Iles, who is more tech-savvy than her neighbor, is helping him publicize the twin birth, by communicating with newspapers and other media outlets by computer. They’ve also been in touch with Ripley’s Believe It or Not! and Guinness World Records publishers to gauge their interest. She said their researchers are checking records and promise to get back with them soon.

“He wanted to make sure they got up old enough and lived long enough” before calling around, Iles said.

Sadly, there was reason for the Loopers to hold their breath. Since 2005, Sugar had gotten pregnant one other time from Rocky, with a single colt, which died only two days after its birth.

As for whether the mare and jack (which Looper bought from his owner after the first twin birth, to put to Sugar and two other mares) are likely to produce a third set of twins … it depends largely on what Looper hears back from Ripley’s and Guinness.
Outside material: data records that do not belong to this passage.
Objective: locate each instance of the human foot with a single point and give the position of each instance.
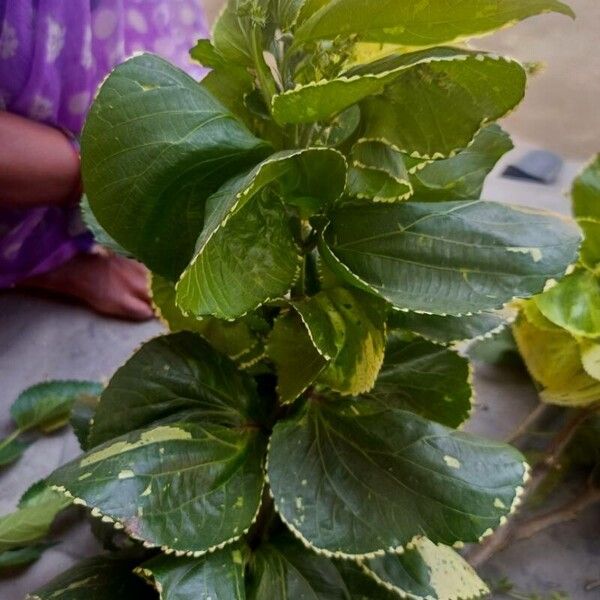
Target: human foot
(109, 284)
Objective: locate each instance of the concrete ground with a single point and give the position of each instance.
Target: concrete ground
(43, 339)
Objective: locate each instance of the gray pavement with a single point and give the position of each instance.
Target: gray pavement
(44, 339)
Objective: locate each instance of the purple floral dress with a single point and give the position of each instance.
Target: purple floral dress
(53, 56)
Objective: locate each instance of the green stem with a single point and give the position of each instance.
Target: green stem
(265, 78)
(10, 438)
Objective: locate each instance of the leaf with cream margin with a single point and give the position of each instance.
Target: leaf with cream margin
(586, 208)
(246, 254)
(574, 304)
(429, 380)
(32, 520)
(553, 359)
(425, 23)
(216, 576)
(186, 487)
(386, 477)
(435, 109)
(347, 327)
(47, 406)
(297, 361)
(170, 375)
(486, 85)
(155, 146)
(427, 571)
(283, 569)
(448, 258)
(450, 330)
(377, 172)
(462, 176)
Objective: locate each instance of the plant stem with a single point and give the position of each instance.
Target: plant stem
(507, 534)
(10, 438)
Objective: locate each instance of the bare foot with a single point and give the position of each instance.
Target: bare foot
(110, 284)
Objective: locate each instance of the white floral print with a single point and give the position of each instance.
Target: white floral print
(55, 40)
(9, 42)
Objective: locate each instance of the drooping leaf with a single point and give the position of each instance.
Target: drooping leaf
(348, 329)
(448, 330)
(297, 361)
(99, 578)
(21, 557)
(238, 339)
(427, 379)
(360, 585)
(246, 254)
(31, 521)
(435, 109)
(586, 208)
(453, 79)
(216, 576)
(11, 450)
(552, 358)
(358, 485)
(416, 24)
(168, 375)
(462, 176)
(100, 234)
(449, 258)
(188, 487)
(283, 569)
(574, 304)
(155, 146)
(82, 415)
(378, 173)
(247, 262)
(47, 406)
(427, 571)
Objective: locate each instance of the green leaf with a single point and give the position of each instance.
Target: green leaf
(553, 359)
(31, 521)
(360, 585)
(586, 208)
(100, 234)
(237, 339)
(449, 258)
(186, 487)
(284, 570)
(378, 173)
(167, 376)
(386, 477)
(435, 109)
(247, 262)
(21, 557)
(348, 329)
(450, 77)
(462, 176)
(425, 378)
(99, 578)
(11, 450)
(449, 330)
(155, 146)
(47, 406)
(427, 571)
(297, 361)
(216, 576)
(574, 304)
(424, 23)
(246, 219)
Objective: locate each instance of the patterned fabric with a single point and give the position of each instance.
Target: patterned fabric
(53, 56)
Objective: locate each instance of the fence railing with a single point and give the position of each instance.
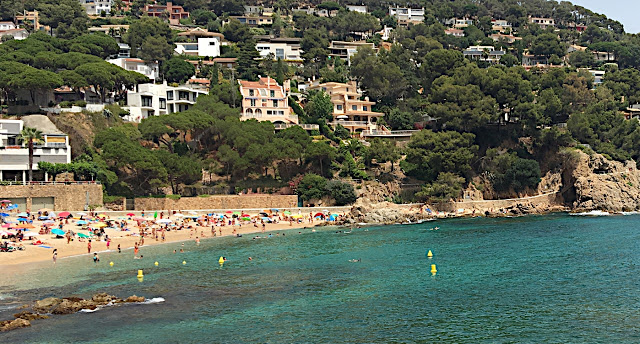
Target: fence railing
(12, 182)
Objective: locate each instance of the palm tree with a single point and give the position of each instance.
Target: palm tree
(30, 135)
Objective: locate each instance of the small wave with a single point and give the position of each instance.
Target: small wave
(593, 213)
(154, 300)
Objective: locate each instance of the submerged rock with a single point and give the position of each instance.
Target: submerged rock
(135, 298)
(14, 324)
(46, 305)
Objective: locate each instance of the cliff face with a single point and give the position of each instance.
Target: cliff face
(600, 184)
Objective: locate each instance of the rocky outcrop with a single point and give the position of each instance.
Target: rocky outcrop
(9, 325)
(67, 305)
(601, 184)
(135, 298)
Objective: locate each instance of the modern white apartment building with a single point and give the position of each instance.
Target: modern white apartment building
(154, 100)
(199, 42)
(265, 100)
(406, 16)
(14, 154)
(287, 49)
(151, 70)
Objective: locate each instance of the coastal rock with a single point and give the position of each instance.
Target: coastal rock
(46, 305)
(14, 324)
(29, 316)
(135, 298)
(103, 298)
(601, 184)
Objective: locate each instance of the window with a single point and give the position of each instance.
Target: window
(146, 101)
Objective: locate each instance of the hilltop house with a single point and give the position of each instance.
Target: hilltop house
(287, 49)
(174, 13)
(345, 50)
(406, 15)
(349, 110)
(150, 70)
(265, 100)
(160, 99)
(14, 155)
(199, 42)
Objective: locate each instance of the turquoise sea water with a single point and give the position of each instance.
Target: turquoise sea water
(538, 279)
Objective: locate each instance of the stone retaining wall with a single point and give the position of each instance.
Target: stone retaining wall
(66, 197)
(218, 202)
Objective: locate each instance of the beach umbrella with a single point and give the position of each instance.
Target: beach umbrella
(57, 231)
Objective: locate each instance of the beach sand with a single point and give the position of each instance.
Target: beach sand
(125, 239)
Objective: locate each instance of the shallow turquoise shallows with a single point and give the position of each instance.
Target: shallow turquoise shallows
(538, 279)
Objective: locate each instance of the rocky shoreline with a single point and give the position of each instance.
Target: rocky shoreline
(45, 308)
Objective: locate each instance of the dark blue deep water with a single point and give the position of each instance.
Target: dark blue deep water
(538, 279)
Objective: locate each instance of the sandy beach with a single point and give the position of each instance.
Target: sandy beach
(127, 239)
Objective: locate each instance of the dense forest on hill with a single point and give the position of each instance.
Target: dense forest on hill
(498, 125)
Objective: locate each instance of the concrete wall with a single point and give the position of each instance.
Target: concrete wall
(218, 202)
(66, 197)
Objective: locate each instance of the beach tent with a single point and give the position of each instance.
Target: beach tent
(57, 231)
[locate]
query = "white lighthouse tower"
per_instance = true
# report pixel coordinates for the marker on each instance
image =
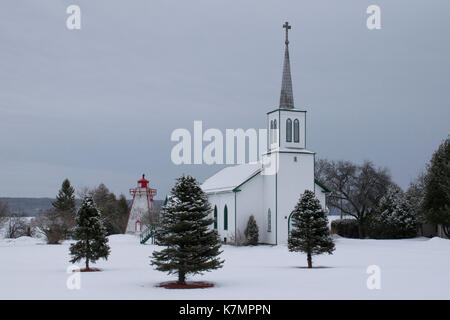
(141, 206)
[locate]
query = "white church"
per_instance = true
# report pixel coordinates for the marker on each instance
(237, 192)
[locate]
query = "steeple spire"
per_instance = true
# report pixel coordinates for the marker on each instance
(286, 97)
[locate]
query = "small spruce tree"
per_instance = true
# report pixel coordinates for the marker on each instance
(310, 233)
(436, 203)
(65, 200)
(251, 232)
(192, 246)
(92, 242)
(64, 209)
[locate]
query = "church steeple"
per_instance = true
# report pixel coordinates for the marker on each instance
(286, 97)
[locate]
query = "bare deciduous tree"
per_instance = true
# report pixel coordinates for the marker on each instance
(356, 189)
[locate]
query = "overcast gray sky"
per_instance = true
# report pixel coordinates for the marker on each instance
(99, 104)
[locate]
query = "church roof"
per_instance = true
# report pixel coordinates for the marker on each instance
(230, 177)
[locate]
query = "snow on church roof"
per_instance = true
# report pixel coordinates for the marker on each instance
(230, 177)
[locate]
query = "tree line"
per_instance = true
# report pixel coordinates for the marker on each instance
(380, 207)
(59, 222)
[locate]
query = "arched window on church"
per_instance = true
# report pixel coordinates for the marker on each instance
(296, 130)
(215, 217)
(271, 131)
(288, 130)
(275, 138)
(225, 218)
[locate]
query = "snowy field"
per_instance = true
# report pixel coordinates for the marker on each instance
(410, 269)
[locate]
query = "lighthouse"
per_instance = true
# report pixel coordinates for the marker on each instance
(141, 206)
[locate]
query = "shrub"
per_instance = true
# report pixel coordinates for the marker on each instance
(251, 232)
(348, 228)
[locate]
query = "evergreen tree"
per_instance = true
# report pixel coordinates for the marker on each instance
(415, 197)
(64, 210)
(436, 202)
(393, 217)
(92, 242)
(310, 233)
(252, 232)
(65, 200)
(192, 246)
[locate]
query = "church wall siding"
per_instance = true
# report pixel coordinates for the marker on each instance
(249, 201)
(294, 177)
(220, 200)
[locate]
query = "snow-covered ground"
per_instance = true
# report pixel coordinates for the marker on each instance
(410, 269)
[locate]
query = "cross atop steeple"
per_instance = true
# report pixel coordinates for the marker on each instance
(287, 27)
(286, 97)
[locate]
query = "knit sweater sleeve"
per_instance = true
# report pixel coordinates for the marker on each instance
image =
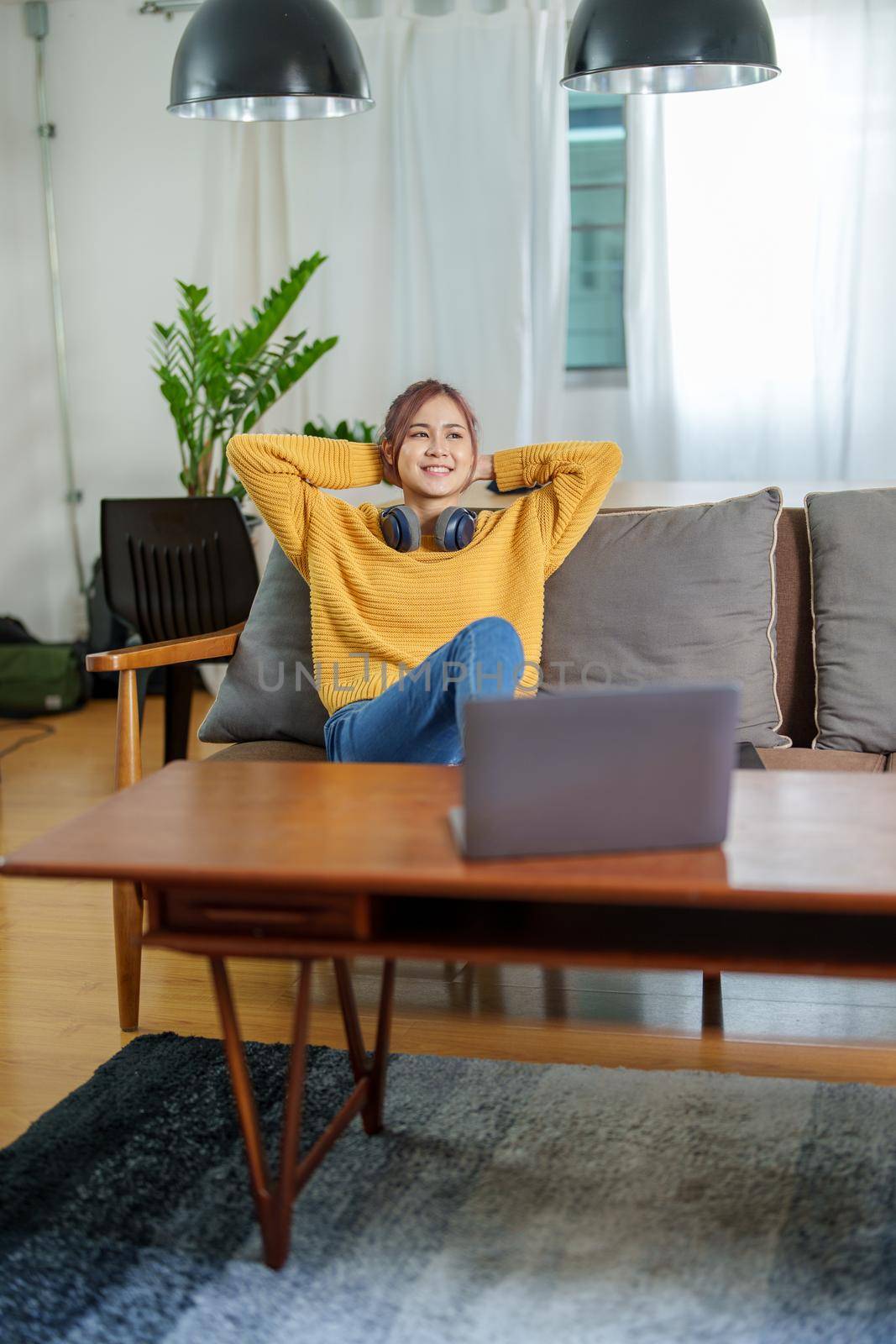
(284, 475)
(575, 479)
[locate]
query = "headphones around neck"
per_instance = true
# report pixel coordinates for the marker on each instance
(401, 528)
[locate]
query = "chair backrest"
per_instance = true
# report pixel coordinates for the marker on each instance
(177, 566)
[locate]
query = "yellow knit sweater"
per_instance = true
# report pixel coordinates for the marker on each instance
(376, 612)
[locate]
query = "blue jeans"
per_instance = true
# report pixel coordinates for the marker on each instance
(421, 717)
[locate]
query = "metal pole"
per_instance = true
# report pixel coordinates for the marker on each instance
(36, 27)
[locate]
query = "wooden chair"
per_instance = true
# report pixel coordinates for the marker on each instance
(175, 568)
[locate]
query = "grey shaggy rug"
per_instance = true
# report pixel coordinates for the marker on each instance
(504, 1205)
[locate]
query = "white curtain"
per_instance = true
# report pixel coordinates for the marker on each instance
(443, 214)
(761, 261)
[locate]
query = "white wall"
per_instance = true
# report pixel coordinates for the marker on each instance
(128, 181)
(128, 190)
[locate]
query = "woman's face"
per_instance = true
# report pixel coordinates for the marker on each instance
(437, 452)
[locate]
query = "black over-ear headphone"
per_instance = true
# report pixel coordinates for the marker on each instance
(401, 528)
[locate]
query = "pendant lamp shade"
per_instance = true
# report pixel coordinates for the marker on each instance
(268, 60)
(669, 46)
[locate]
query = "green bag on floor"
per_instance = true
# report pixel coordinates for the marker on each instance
(42, 678)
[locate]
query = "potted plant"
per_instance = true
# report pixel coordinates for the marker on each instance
(219, 382)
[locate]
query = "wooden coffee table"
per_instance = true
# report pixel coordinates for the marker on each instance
(313, 860)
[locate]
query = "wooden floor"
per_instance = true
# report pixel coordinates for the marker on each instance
(58, 1016)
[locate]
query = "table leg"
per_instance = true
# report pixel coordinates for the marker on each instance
(275, 1203)
(712, 1007)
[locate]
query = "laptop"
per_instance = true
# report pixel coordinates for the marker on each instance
(595, 769)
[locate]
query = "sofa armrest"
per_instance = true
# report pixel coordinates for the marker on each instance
(192, 648)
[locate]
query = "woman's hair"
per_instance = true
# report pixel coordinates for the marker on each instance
(405, 409)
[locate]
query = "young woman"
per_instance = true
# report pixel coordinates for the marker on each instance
(403, 638)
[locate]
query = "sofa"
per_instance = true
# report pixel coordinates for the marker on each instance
(795, 682)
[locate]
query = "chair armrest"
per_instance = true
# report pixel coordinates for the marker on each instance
(192, 648)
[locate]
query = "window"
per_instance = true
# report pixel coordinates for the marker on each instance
(595, 335)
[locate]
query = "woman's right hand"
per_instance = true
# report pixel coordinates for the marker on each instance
(389, 472)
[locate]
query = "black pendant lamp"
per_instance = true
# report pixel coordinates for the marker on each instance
(268, 60)
(669, 46)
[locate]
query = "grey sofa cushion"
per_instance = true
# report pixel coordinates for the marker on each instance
(852, 539)
(258, 698)
(673, 593)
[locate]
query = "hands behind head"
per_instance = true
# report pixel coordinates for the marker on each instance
(389, 472)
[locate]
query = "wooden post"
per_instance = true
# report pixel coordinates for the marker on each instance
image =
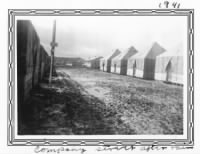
(53, 45)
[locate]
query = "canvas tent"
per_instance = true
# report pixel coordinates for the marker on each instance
(95, 62)
(143, 64)
(119, 63)
(169, 66)
(105, 63)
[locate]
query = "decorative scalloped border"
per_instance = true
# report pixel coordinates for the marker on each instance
(99, 12)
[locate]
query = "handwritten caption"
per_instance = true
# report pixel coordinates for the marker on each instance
(169, 5)
(83, 150)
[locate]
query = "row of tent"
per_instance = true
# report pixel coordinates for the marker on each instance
(155, 63)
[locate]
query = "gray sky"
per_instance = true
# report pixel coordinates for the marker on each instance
(90, 36)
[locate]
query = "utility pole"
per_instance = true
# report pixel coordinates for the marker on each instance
(53, 45)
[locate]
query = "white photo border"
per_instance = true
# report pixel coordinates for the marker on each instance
(12, 13)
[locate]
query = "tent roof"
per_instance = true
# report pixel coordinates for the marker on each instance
(115, 53)
(176, 50)
(96, 58)
(126, 54)
(149, 51)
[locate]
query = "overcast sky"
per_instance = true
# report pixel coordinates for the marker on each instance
(90, 36)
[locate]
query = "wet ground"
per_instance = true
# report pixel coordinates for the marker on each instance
(83, 101)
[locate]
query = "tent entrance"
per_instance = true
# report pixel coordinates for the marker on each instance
(115, 67)
(168, 71)
(134, 68)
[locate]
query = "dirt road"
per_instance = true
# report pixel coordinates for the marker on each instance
(83, 101)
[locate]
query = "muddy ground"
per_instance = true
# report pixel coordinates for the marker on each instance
(84, 101)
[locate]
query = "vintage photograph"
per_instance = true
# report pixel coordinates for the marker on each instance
(101, 75)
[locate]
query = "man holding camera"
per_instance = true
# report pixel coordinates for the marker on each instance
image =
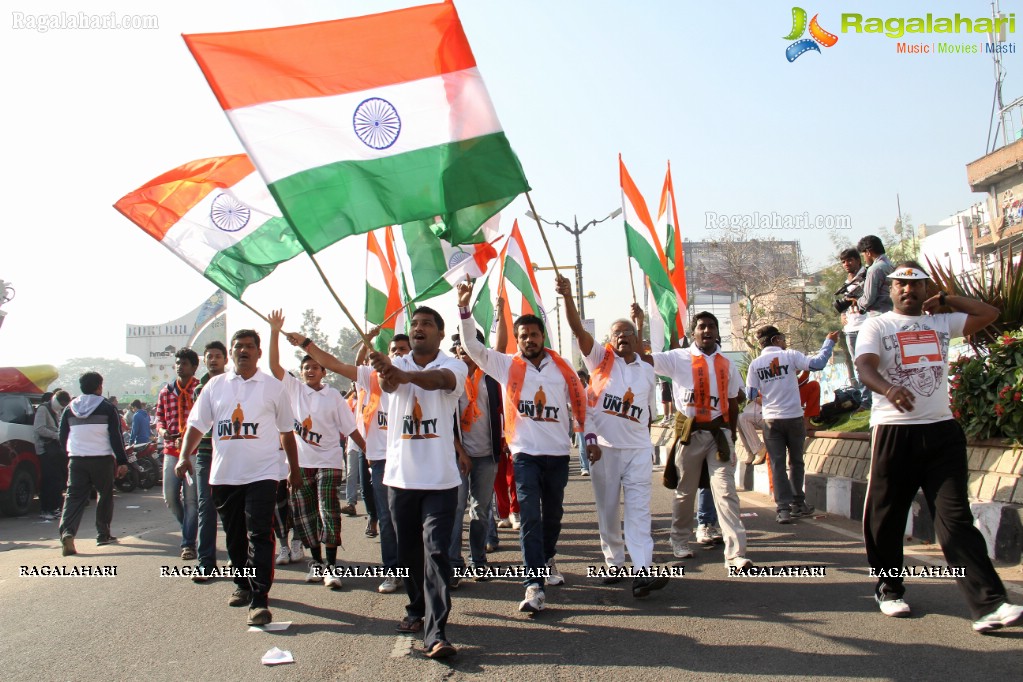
(855, 273)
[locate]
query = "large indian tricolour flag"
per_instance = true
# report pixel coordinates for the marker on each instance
(645, 246)
(361, 123)
(217, 216)
(667, 223)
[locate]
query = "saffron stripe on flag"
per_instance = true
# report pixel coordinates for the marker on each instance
(332, 57)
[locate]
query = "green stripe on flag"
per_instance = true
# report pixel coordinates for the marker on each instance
(253, 258)
(483, 311)
(340, 199)
(646, 257)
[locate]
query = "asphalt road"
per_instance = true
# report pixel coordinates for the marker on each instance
(704, 626)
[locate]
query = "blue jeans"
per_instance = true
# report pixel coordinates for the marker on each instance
(389, 543)
(181, 500)
(539, 482)
(207, 548)
(706, 513)
(476, 491)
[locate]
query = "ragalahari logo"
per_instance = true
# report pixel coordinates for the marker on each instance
(817, 36)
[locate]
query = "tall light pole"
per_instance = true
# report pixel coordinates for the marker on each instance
(575, 231)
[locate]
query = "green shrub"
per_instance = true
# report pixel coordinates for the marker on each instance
(987, 391)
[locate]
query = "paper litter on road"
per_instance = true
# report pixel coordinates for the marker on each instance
(270, 627)
(275, 656)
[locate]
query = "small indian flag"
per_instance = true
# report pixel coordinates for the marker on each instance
(217, 216)
(361, 123)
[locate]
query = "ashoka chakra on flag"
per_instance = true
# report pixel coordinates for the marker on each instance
(376, 123)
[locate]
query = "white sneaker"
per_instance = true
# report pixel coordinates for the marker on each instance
(740, 562)
(556, 577)
(535, 599)
(297, 552)
(316, 573)
(1004, 617)
(331, 580)
(390, 585)
(897, 608)
(680, 550)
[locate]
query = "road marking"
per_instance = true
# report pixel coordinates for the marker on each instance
(402, 646)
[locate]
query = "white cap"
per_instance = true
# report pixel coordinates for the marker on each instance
(908, 272)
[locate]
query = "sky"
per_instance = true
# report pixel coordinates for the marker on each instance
(92, 115)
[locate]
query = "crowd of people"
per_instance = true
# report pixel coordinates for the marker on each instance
(433, 435)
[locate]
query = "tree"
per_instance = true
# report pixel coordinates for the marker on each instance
(345, 350)
(119, 377)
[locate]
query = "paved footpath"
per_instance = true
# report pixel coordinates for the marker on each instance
(703, 626)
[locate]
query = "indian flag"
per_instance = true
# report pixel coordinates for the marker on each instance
(667, 221)
(517, 270)
(438, 265)
(642, 244)
(383, 288)
(218, 217)
(360, 123)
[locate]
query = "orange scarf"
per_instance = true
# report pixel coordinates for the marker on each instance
(472, 411)
(598, 379)
(517, 376)
(373, 403)
(701, 385)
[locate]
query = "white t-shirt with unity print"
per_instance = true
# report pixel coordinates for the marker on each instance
(914, 354)
(623, 409)
(420, 429)
(248, 417)
(320, 418)
(375, 436)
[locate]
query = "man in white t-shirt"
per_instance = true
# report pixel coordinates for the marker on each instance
(541, 394)
(423, 471)
(254, 420)
(902, 356)
(772, 376)
(321, 418)
(621, 404)
(370, 413)
(706, 391)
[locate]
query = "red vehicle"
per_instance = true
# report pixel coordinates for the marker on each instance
(20, 392)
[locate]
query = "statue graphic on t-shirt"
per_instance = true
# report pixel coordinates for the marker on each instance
(539, 400)
(627, 401)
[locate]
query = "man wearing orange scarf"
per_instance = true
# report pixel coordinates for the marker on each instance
(539, 390)
(621, 403)
(707, 387)
(173, 404)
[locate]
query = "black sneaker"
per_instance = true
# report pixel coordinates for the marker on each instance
(642, 586)
(240, 597)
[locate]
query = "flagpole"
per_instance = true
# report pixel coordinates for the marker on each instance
(536, 217)
(344, 309)
(628, 259)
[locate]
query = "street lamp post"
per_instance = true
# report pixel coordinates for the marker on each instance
(575, 231)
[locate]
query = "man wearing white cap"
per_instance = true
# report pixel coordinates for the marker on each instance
(902, 357)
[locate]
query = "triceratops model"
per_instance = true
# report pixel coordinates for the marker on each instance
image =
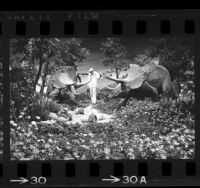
(147, 81)
(65, 78)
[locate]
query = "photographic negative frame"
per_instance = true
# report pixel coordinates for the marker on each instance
(116, 24)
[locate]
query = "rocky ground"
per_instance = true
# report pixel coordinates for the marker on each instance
(80, 115)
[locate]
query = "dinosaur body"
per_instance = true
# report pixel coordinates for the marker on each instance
(147, 81)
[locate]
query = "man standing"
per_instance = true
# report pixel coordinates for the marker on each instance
(93, 76)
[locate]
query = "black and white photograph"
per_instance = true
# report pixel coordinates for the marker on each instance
(102, 98)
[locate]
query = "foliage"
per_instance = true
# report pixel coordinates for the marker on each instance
(115, 54)
(41, 107)
(141, 130)
(176, 54)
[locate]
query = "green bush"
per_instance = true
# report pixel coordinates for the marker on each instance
(41, 107)
(141, 130)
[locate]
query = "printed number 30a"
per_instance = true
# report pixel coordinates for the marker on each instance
(38, 180)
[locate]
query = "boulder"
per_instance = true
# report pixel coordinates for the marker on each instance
(79, 111)
(62, 119)
(53, 115)
(92, 118)
(84, 118)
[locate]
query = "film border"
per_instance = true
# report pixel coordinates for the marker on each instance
(178, 176)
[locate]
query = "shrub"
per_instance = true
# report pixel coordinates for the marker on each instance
(41, 107)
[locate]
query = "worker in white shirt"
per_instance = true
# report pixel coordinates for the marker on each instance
(94, 76)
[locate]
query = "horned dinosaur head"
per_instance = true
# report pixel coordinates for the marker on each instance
(134, 78)
(66, 77)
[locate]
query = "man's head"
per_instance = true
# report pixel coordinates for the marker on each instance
(91, 70)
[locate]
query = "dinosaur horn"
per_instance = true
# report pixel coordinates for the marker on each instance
(118, 85)
(81, 84)
(113, 79)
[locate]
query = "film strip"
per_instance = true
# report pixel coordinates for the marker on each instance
(53, 133)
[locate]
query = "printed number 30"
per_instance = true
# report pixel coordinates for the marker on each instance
(36, 180)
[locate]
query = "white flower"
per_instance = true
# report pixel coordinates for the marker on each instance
(33, 123)
(14, 124)
(37, 117)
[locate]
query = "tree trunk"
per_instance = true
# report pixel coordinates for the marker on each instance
(44, 77)
(117, 72)
(40, 67)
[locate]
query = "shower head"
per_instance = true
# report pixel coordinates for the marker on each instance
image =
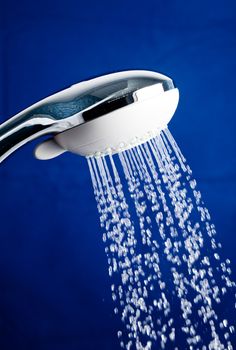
(103, 115)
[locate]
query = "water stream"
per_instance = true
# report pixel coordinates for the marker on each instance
(169, 282)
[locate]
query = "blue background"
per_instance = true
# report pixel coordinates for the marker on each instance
(54, 285)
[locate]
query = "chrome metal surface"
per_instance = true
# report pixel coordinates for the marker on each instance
(63, 114)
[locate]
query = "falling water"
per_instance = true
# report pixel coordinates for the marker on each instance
(168, 278)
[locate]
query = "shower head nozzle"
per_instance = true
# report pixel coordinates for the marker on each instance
(103, 115)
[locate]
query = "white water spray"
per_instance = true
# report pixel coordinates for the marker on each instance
(168, 278)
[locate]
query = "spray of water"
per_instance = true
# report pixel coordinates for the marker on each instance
(169, 281)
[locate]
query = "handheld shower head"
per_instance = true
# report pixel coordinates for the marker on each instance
(104, 115)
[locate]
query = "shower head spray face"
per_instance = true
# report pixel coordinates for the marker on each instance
(104, 115)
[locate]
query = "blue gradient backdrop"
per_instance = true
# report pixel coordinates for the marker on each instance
(54, 285)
He sold the first set of twins because he needed the money and because that’s what he’s done for almost two decades: Breed mules. He explained they’re easier to market because they are intelligent and more surefooted than most horses.

If Sugar and her colts have set some sort of world record, their monetary value might be high enough to tempt Looper to sell them.

“We’d hate to get rid of her,” he said. “She’s a good mare.”

If he doesn’t sell them, and Sugar’s next conception is a third-time charm, Looper laughingly admitted he’s run dry of sibling names and would probably go with Sue and Ronald – his wife’s and son’s names – for a female-male pair.